七皇子目光落在珠花上,對魏蓉蓉是能幫助他成就大業的人這一點,更加確信了一些。
畢竟如果不是這樣的話,魏蓉蓉讓一眾男子對她死心塌地的,簡直無法解釋。
隻等著對方有迴應,他便可以聯絡長華姑母了。
長華姑母此次受了這麼大的委屈,一定不可能就這麼算了。父皇不為她報仇,她絕對是要心中記恨的。
如此,這便是最好的機會。
七皇子越想越覺得此事可行,彷彿皇位在朝著他招手了。
京城裡,這些日子的各種奇聞軼事,讓大家吃瓜吃了個飽。不過這些事情很快都會隨著新的流言而淡了,如今京城裡,早已被各個準備考取功名的才子們的事情給占據了。
茶樓酒巷裡,談的都是哪位才子更有狀元之才。
誰能登科。
自然,這些訊息,與太子府裡的這些才子,那是冇什麼關係了。
太子府中,這些人一個比一個安靜。
三思閣裡。
梅知景經過這一段時間在太子府裡的沉澱,現在覺得自己強的可怕。
看著三思閣內他的未來同僚們,有些人正在苦讀,還有一些則是在鬱悶為何他們不能出去揚名。
當然還有那麼一個兩個的,和他一樣站在一旁看戲。
這讓他有一種眾人皆醉我獨醒的錯覺。
這些人,還是什麼都不懂!
太子殿下胸有韜略,這三思閣裡的人,未來誰的成就都不會差。
而旁人眼裡躍龍門的科舉,對他們來說,那就是太子殿下的測試,誰要是通不過,這輩子就冇什麼出息了。
可要是能通過,未來的成就,那是不可限量的。
這可是千載難逢的好機會!
“梅兄,你又一個人待著,我和楊照文約好了要去飲酒,你要不要同去?再有兩日便是要去科考場的日子了,我們不想這兩天還繼續苦讀。”

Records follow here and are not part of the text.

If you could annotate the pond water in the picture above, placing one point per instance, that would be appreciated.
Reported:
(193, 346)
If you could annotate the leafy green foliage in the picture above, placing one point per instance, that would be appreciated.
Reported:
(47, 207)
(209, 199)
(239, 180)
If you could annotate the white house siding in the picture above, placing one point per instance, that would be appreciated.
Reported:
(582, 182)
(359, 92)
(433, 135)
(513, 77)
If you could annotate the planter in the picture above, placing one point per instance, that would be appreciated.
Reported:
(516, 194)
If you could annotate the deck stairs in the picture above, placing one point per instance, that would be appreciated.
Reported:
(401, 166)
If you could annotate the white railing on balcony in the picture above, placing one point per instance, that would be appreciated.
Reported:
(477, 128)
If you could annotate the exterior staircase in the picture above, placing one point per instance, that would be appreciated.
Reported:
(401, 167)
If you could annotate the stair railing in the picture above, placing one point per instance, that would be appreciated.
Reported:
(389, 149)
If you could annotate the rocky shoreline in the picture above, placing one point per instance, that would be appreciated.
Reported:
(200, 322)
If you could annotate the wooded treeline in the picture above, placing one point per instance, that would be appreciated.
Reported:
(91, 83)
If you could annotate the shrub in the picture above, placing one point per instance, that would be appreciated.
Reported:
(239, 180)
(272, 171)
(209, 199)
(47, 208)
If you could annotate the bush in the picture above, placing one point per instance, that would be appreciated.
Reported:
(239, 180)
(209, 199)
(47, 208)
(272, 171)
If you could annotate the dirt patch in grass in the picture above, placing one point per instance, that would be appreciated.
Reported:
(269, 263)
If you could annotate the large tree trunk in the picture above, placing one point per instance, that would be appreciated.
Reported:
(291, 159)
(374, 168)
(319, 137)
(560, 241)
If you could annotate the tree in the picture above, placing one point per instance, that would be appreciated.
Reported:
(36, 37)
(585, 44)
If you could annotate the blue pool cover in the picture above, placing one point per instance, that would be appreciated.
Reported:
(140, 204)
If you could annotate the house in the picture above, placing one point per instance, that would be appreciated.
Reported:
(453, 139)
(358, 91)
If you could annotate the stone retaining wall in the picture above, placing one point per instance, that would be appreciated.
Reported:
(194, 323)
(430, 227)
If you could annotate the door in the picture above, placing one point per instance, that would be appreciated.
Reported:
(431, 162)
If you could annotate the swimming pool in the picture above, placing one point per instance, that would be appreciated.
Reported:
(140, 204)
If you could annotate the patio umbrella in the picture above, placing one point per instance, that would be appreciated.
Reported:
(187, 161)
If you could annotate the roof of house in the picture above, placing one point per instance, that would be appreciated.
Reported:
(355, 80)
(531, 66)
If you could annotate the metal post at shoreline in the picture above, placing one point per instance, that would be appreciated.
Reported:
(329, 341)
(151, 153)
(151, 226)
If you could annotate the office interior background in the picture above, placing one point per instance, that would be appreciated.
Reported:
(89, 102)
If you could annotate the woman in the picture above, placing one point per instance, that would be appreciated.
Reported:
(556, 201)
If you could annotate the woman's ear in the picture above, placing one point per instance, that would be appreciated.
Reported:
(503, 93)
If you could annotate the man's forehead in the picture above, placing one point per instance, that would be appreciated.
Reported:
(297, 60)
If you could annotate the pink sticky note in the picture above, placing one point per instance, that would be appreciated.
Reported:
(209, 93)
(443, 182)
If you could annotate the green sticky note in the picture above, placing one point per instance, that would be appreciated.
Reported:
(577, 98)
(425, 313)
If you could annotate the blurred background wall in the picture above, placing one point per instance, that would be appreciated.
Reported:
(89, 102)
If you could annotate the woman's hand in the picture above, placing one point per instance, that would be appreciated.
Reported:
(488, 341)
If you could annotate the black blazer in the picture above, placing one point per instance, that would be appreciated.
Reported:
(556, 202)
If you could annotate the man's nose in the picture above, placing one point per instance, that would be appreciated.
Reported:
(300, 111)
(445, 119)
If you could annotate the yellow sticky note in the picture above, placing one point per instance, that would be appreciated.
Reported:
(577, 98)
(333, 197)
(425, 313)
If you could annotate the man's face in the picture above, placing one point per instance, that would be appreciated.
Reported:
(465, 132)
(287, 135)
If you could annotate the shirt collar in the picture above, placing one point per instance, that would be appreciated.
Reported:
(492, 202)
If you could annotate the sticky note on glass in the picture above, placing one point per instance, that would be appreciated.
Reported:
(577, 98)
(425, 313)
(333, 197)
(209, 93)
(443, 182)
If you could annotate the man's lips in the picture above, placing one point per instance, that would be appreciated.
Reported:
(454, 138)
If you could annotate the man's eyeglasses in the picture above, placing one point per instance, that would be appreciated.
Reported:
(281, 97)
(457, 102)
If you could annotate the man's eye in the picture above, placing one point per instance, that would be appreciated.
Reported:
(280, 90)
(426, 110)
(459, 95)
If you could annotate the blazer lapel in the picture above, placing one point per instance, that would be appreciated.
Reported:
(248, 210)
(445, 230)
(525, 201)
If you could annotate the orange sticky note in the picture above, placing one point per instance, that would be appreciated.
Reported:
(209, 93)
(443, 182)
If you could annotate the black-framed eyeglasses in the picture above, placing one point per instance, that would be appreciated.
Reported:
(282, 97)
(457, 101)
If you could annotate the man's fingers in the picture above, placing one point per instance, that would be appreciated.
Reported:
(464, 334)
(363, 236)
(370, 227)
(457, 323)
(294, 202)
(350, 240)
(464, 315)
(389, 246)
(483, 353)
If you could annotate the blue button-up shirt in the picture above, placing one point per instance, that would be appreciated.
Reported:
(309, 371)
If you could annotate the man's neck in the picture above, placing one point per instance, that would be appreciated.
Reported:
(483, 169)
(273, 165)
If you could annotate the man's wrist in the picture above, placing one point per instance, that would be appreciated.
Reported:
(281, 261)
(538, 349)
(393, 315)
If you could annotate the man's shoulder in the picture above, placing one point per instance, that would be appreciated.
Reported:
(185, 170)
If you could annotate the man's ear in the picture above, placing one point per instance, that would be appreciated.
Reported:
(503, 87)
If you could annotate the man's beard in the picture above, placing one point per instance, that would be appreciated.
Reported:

過來搭話的是許明鏡,他笑起來和氣,不過在梅知景看來,這就是一笑麵虎。
看著老實,實則一肚子的心思。
而不遠處還站著一個滿臉彆扭的楊照文。
看到西河楊氏的這大傻子,梅知景就覺得神奇。
西河楊氏這樣的家族,到底怎麼會培養出他這樣的?
楊照文見梅知景也看向自己,於是不服輸的走了過來:“科考場上,我會讓你……”
“楊照文,你實在不行補補腦吧。”
梅知景不想聽他的豪言壯語,大家未來都是好同僚,攀比什麼呢?
吵吵鬨鬨的,再吵到了太子妃和太子殿下,那還有什麼好日子了?
“你!”
楊照文氣的紅溫。
“好了,楊兄,梅兄,何必一碰麵就這樣?”許明鏡這些日子,已經成了和事佬。
“分明是他!總看傻子一般的看著我,我一見他這眼神便覺得火大!”楊照文出自西河楊氏,走到哪裡都是萬人追捧的,何時受過這樣的委屈?
可自從來了太子府裡,成天在這三思閣內。
雖然說太子殿下的確讓他們開了眼界,但是年少輕狂的年紀,誰不想出去揚名?
他不能揚名也就罷了,梅知景還天天鄙夷他!
梅知景不委屈,但是也很想狡辯一下。
想了許久,還是決定如實說:“楊照文,大家日後都是同僚,都為太子殿下做事。你有空在這兒爭什麼第一,不如想想如何幫助殿下解決煩惱。
殿下可不一定在意這狀元的名頭。
你們西河楊氏,想必有許多能讓殿下滿意的東西。”
梅知景一番話,讓楊照文沉默了。
最近,殿下似乎的確是看重梅知景許多,難道真的是需要他們為殿下創造價值?
三思閣裡的一切,魏安寧和楚承淵並不知道。
這兩日的時間裡,兩人一直在讓人打聽受災地方的情況。
轉眼的,到了夜裡。
太子府的門口,兩人從府門內出來。
魏安寧與楚承淵兩人,皆是一身的蘭芝紫色的錦衣,同樣的配色之下,穿出的感覺,卻好似冰與火一樣。
楚承淵就好似那凜然冬雪,而魏安寧,則更像是這正熱的天氣下,那一團烈火。
今日是乞巧節,也是最近夜裡的京城最熱鬨的時候。
京城的夜景極好,兩人坐上了馬車,今日是江天駕車,直奔著月老祠的方向而去。